We hope this delivers the information you were looking for.



> On 13 Oct 2015, at 19:28, Hilarie Orman <> wrote:
> Thanks for pointing out my mistake.  I have now reviewed
> draft-ietf-lisp-impact-04 and the same comments about security apply.
> Hilarie
>> From: Damien Saucez <>
>> Date: Tue, 13 Oct 2015 08:13:08 +0200
>> Thank you for the review. I would have a question regarding the document you reviewed. Did you review th
>> draft-sauces-lisp-impact-04
>> or 
>> draft-ietf-lisp-impact-04
>> Thank you,
>> Damien Saucez 
>> On 13 Oct 2015, at 05:01, Hilarie Orman <> wrote:
>>> Secdir review of LISP Impact
>>> draft-saucez-lisp-impact-04.txt
>>> Do not be alarmed.  I have reviewed this document as part of the
>>> security directorate's ongoing effort to review all IETF documents
>>> being processed by the IESG.  These comments were written primarily
>>> for the benefit of the security area directors.  Document editors and
>>> WG chairs should treat these comments just like any other last call
>>> comments.
>>> A new way of handling routing information has been defined in IETF
>>> documents about the Locator/Identifier Separation Protocol (LISP).

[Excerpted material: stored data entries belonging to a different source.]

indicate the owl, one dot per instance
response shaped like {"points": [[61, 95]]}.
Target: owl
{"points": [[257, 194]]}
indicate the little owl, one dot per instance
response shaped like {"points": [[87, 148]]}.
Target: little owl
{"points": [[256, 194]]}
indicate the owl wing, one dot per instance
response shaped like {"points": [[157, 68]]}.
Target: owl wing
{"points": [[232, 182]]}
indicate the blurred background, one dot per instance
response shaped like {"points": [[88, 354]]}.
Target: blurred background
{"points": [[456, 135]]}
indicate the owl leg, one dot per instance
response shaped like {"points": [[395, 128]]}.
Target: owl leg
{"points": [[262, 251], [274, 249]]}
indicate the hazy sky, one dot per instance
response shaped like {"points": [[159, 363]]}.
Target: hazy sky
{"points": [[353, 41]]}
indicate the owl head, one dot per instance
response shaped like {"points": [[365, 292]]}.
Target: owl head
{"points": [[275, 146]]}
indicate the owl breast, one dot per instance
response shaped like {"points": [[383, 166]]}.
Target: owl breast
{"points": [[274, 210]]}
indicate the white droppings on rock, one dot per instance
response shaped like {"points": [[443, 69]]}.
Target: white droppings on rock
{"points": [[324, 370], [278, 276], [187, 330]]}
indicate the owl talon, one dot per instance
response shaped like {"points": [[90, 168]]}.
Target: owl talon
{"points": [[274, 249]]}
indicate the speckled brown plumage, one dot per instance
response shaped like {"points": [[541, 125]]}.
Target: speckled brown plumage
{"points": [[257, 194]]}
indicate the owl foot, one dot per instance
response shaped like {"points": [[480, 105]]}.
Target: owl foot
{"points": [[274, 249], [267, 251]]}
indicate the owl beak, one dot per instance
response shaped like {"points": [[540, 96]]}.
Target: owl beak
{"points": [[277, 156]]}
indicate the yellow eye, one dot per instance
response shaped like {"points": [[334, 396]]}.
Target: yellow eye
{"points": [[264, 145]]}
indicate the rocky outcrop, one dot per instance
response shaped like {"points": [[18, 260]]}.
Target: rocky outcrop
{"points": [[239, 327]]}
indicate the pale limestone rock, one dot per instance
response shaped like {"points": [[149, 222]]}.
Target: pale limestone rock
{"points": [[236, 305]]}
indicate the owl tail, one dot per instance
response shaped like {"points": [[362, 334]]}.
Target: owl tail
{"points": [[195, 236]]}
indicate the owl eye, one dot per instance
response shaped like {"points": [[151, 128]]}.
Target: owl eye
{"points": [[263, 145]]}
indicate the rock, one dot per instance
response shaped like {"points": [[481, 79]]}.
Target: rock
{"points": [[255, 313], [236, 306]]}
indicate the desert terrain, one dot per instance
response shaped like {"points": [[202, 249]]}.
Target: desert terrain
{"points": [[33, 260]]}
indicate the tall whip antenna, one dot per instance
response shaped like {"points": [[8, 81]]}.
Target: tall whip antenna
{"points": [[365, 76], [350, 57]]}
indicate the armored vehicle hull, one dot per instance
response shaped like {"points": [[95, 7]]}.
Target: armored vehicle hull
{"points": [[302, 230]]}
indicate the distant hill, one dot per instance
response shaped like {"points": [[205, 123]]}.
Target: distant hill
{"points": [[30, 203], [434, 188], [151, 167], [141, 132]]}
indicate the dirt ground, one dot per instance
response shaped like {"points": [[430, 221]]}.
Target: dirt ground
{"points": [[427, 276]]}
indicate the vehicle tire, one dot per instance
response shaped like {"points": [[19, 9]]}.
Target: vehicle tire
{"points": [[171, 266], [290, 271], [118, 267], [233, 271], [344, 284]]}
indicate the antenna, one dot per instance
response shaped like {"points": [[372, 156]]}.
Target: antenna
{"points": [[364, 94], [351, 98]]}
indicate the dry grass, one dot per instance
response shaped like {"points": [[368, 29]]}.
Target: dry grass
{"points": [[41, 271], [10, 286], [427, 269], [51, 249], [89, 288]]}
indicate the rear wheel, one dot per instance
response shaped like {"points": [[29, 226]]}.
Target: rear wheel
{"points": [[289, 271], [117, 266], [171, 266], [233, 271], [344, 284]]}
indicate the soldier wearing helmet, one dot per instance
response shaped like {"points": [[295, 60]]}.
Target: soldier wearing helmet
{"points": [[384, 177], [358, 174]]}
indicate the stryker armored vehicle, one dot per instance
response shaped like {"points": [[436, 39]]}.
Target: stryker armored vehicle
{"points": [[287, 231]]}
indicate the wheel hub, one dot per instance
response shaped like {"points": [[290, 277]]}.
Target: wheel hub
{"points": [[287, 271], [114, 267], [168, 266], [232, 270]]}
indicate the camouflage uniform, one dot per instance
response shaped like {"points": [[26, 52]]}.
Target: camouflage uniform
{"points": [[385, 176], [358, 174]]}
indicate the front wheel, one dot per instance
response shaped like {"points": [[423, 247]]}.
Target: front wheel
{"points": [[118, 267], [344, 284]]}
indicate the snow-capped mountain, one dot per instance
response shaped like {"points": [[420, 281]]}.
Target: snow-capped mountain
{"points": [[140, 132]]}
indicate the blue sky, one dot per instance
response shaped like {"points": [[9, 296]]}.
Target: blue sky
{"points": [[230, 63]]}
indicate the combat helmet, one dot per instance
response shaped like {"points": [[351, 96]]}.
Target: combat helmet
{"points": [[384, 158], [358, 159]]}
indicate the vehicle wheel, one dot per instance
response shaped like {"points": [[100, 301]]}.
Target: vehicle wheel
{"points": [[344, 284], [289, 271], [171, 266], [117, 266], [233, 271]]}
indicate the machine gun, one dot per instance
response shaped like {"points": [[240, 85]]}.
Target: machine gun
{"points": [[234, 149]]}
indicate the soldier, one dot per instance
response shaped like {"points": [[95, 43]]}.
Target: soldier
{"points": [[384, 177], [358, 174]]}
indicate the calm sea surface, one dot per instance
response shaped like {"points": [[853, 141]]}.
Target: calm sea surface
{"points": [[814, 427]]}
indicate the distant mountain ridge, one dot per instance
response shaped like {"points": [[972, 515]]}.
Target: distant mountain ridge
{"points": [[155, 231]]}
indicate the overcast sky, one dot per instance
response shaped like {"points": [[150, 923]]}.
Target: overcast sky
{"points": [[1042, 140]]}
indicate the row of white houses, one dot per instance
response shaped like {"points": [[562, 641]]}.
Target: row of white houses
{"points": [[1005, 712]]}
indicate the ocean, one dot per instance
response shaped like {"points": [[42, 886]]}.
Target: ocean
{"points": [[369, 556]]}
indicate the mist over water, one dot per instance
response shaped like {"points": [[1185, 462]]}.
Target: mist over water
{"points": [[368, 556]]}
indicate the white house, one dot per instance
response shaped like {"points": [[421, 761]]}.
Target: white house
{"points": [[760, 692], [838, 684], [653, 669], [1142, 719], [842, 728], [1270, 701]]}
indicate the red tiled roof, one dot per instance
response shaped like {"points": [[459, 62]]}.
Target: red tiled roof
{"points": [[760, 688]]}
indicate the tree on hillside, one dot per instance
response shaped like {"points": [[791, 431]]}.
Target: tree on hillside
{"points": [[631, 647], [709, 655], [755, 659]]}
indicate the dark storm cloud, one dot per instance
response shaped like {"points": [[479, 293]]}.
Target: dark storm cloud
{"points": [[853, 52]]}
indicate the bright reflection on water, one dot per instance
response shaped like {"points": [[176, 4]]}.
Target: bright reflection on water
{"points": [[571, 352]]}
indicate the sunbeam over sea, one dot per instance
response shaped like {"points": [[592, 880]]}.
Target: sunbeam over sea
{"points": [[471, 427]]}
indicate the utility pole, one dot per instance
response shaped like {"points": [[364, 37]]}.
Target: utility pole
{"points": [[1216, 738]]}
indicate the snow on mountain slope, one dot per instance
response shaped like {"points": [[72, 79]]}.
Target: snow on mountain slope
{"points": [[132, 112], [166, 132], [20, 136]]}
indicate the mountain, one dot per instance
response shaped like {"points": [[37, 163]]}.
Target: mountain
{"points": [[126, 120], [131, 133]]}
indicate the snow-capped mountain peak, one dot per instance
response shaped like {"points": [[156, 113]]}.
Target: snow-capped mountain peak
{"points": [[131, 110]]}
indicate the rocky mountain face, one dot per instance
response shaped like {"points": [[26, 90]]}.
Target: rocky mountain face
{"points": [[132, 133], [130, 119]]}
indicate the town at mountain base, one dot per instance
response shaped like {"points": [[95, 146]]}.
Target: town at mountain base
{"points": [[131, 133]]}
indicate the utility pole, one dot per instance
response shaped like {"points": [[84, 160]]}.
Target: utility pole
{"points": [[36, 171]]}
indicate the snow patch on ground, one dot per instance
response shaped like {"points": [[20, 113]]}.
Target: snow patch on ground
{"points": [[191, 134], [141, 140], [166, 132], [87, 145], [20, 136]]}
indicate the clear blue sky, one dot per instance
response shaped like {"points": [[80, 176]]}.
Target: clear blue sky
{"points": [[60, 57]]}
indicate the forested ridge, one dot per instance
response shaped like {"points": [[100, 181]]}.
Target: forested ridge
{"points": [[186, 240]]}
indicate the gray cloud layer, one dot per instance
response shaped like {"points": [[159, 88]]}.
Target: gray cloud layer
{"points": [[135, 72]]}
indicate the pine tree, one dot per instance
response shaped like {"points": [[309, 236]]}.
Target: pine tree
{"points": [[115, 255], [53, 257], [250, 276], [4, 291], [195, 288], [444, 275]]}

>>> The draft under discussion here elaborates on the possible
>>> consequences of widespread use of LISP.
>>> The draft punts on security considerations and refers to previous
>>> documents describing threats to LISP and how LISP uses cryptography
>>> for protecting the integrity of its messages.
>>> It seems to me that if the purported impact of LISP is to "scale the
>>> Internet", then its impact on security should be a major part of the
>>> equation.  Will it make routing information more or less vulnerable
>>> malicious manipulation?  How will it affect the stability of a network
>>> that is under constant threat of attack?
>>> I don't feel that the draft can achieve its purpose without addressing
>>> security.
>>> Hilarie
>>> PS. I was very disappointed to realize that this was not a draft
>>> about my favorite programming language.